Back in the 1860s, Remington began production of a single shot breechloading cartridge rifle that went on to become well-liked both in the U.S. and overseas.
While during the Civil War, Remington was busy making Model 1858 cap-and-ball revolvers and "Zouave" Model rifled muskets for the Army, prolific factory superintendent Joseph Rider put research into a simple but strong breechloading cavalry carbine chambered for .50-45 centerfire cartridges. The latter gun led to Remington's famous Rolling Block series of rifles by 1867 and the Navy ordered some 5,000 of these modern breechloaders. Soon, the Army got into the act and by 1870 was producing a variant of the Rolling Block at the government-owned Springfield Armory under license.
Curious as to the advances in military technology going on in America, European countries soon adopted the Rolling Block as well. Both Sweden and Norway placed small orders direct from Remington then began producing the guns locally under by at Carl Gustafs, Husqvarna, and Kongsberg.

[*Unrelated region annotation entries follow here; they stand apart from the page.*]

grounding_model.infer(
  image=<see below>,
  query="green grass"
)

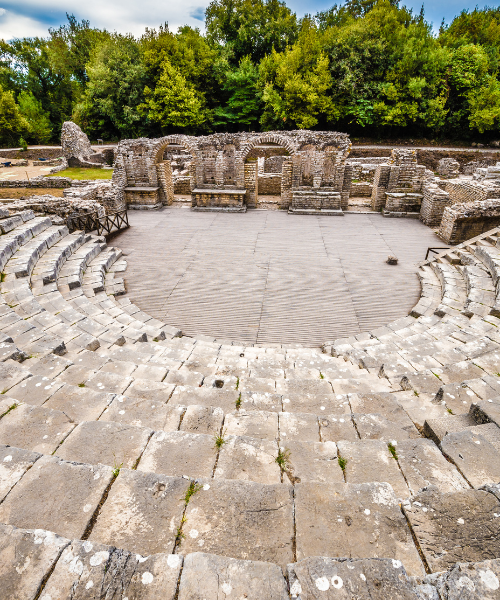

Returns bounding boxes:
[47,167,113,181]
[387,443,398,460]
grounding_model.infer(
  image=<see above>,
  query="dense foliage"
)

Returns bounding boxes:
[0,0,500,145]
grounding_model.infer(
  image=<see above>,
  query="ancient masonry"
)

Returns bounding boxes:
[0,123,500,600]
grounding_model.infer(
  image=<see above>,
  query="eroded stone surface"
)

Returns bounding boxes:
[0,524,69,600]
[396,439,469,495]
[137,431,217,478]
[57,421,153,469]
[214,436,281,483]
[0,446,41,502]
[403,486,500,572]
[337,440,410,498]
[0,404,76,454]
[295,483,424,575]
[0,456,113,539]
[181,479,293,567]
[42,540,182,600]
[179,552,289,600]
[89,469,189,556]
[288,557,420,600]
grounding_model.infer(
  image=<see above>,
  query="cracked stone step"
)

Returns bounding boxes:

Those Scandinavian countries had gotten the idea from Denmark, who as far back as 1867 started ordering Rolling Blocks of their own, chambered in a chunky 11mm black powder rimfire round very close in size to the American .45-70 Government, later opting to move over to a centerfire configuration with a reversible firing pin, dubbed the Model 1867/96.
Over 40,000 of the rifles were used by Denmark, with early models built by Remington and later ones constructed in Danish arsenals.
Although replaced in front-line service by the Krag-Jorgensen bolt-action magazine rifle in the 1890s-- the same type that ironically replaced Springfield Armory-made single-shot rifles in America at about the same time-- the Danish military kept their Rolling Blocks in reserve as late as the 1940s, as did other countries such as Norway and Sweden. Meanwhile, back in the U.S., Remington kept cranking out No. 4 and No. 6 rimfire variants of the Rolling Block pattern, pitched as training and youth rifles, as late as the 1930s.
After the war, many surplus rifles overseas were imported into the U.S. and turned into sporting and target guns, although ammunition is hard to find for such veterans. Nonetheless, they still can work in a pinch. A couple of years ago a 93-year-old Minnesota sharpshooter ably harvested a deer with a 146-year-old Swedish-made Rolling Block that came to America in 1885 in a bag with his immigrant grandfather.